Gifted young writer / director Ryan Coogler scored big two years ago with his first picture, Fruitvale Station, and scores again with Creed, his homage to the spirit the Rocky film franchise embued, if not the movies themselves. Coogler has cast Fruitvale leading man Michael B. Jordan to tell the story of the illegitimate son of Rocky fixture world heavyweight boxing champ Apollo Creed. Creed was Balboa's early opponent and later friend who died in the ring during a fight that Rocky wishes he had stopped as Creed's trainer. Jordan's character goes by Adonis Johnson, at once rejecting his father and desiring to embrace him by abandoning a respectable nine-to-five in a bank to train for the professional boxing ring. Johnson leaves the Los Angeles home of his adoptive mother, Mary Anne Creed, Apollo's wife (played by Phylicia Rashad), and moves to Philadelphia to learn from Rocky (Sylvester Stallone).

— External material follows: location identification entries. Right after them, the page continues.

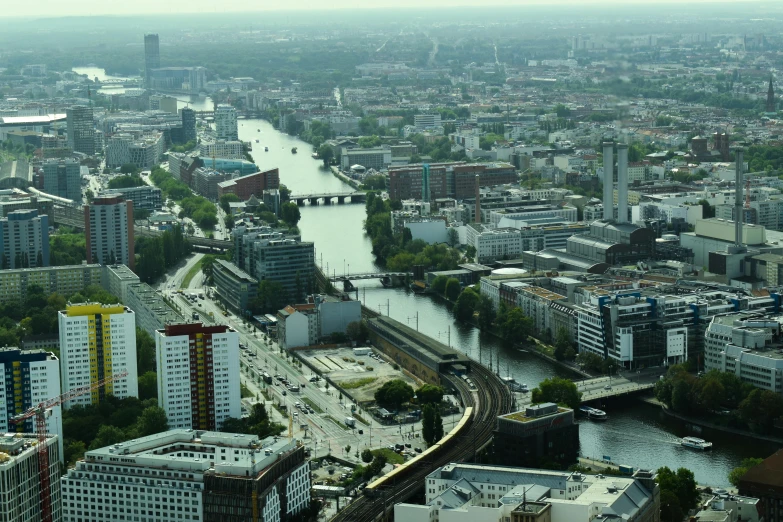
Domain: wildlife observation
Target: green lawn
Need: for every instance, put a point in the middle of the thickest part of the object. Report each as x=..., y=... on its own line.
x=191, y=274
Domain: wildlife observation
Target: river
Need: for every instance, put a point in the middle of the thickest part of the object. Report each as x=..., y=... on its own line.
x=195, y=102
x=636, y=434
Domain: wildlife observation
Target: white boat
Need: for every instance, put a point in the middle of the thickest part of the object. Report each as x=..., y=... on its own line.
x=696, y=443
x=593, y=413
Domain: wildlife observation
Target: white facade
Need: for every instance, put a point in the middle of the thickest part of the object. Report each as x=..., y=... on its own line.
x=20, y=494
x=469, y=493
x=164, y=475
x=494, y=244
x=226, y=123
x=177, y=357
x=96, y=342
x=38, y=380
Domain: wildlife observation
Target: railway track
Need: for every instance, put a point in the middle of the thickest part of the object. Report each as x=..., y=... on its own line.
x=489, y=399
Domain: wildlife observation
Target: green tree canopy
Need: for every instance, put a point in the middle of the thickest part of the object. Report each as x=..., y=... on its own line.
x=557, y=390
x=393, y=394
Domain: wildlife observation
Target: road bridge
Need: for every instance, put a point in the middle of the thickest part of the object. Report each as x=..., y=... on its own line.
x=327, y=198
x=609, y=387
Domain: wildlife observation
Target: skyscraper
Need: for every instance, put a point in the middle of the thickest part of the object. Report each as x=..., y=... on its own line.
x=24, y=240
x=108, y=227
x=226, y=123
x=770, y=97
x=151, y=57
x=81, y=129
x=27, y=378
x=62, y=178
x=96, y=342
x=188, y=124
x=198, y=375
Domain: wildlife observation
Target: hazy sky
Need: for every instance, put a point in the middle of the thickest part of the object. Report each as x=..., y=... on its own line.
x=49, y=8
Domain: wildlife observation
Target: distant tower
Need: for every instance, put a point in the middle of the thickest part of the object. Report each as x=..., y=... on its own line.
x=770, y=96
x=151, y=57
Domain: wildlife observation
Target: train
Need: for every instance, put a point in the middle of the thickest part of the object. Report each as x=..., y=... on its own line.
x=400, y=472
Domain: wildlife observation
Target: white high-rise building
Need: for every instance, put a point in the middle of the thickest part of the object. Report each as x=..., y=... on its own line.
x=226, y=123
x=96, y=342
x=27, y=378
x=189, y=475
x=20, y=480
x=198, y=375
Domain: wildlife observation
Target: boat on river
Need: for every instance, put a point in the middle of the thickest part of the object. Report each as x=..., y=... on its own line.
x=593, y=413
x=696, y=443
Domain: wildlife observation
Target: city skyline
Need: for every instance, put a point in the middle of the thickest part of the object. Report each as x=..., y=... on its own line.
x=142, y=7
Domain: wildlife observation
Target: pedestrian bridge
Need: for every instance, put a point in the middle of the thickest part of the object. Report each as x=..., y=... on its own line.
x=327, y=198
x=605, y=387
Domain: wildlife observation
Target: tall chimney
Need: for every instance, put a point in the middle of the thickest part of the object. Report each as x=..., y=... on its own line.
x=478, y=199
x=608, y=180
x=622, y=183
x=738, y=175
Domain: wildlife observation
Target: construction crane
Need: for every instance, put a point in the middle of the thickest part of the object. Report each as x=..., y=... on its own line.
x=39, y=412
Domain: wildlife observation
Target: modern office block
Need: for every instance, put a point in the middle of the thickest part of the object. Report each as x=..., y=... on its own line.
x=189, y=475
x=20, y=482
x=62, y=178
x=24, y=240
x=27, y=378
x=226, y=123
x=98, y=341
x=81, y=129
x=108, y=226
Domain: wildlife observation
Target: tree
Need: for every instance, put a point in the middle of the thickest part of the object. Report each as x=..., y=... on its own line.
x=225, y=199
x=367, y=456
x=452, y=237
x=516, y=326
x=559, y=391
x=326, y=153
x=486, y=310
x=453, y=289
x=737, y=473
x=670, y=507
x=153, y=420
x=429, y=394
x=393, y=394
x=466, y=304
x=760, y=409
x=289, y=212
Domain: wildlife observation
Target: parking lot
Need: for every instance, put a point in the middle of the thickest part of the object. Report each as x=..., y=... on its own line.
x=359, y=375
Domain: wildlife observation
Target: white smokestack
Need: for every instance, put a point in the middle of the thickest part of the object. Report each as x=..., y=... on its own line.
x=608, y=180
x=622, y=183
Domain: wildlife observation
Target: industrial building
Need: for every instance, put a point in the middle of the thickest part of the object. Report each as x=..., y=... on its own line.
x=204, y=391
x=96, y=342
x=457, y=492
x=190, y=475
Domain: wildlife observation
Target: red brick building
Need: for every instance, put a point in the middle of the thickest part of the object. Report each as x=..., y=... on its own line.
x=252, y=184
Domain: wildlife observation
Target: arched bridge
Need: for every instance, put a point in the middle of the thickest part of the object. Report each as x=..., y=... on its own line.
x=315, y=199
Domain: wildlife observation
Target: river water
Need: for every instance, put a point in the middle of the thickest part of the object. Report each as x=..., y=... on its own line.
x=636, y=434
x=195, y=102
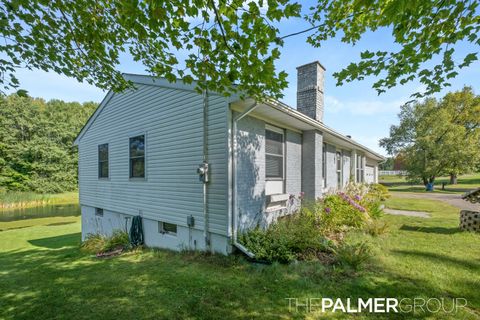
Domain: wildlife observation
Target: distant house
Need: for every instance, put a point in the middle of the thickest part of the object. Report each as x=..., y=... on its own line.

Johnson keeps his parentage secret from everyone for a while, even the braided beauty (Tessa Thompson) in the apartment below his, whose brass turns him on. The two meet cute and their courtship is sweet and provides the film with some nice grace notes to offset the battering bluster in the bulk of the picture. The scenes between the craggy and inimitable Stallone and the truly adonic and chiseled Jordan drill deep into the heart of what this often savage sport means to those who are drawn to it and suffer from it. In that regard, the real beauty in this impressive movie is in the ring -- in the unsually intimate training sequences and, of course, the last reel bout between Adonis and the mouthy Liverpudlian boxing champ, "Pretty" Ricky Conlan (Tony Bellew). All of it's brutal and bloody and boffo. Highly Recommended.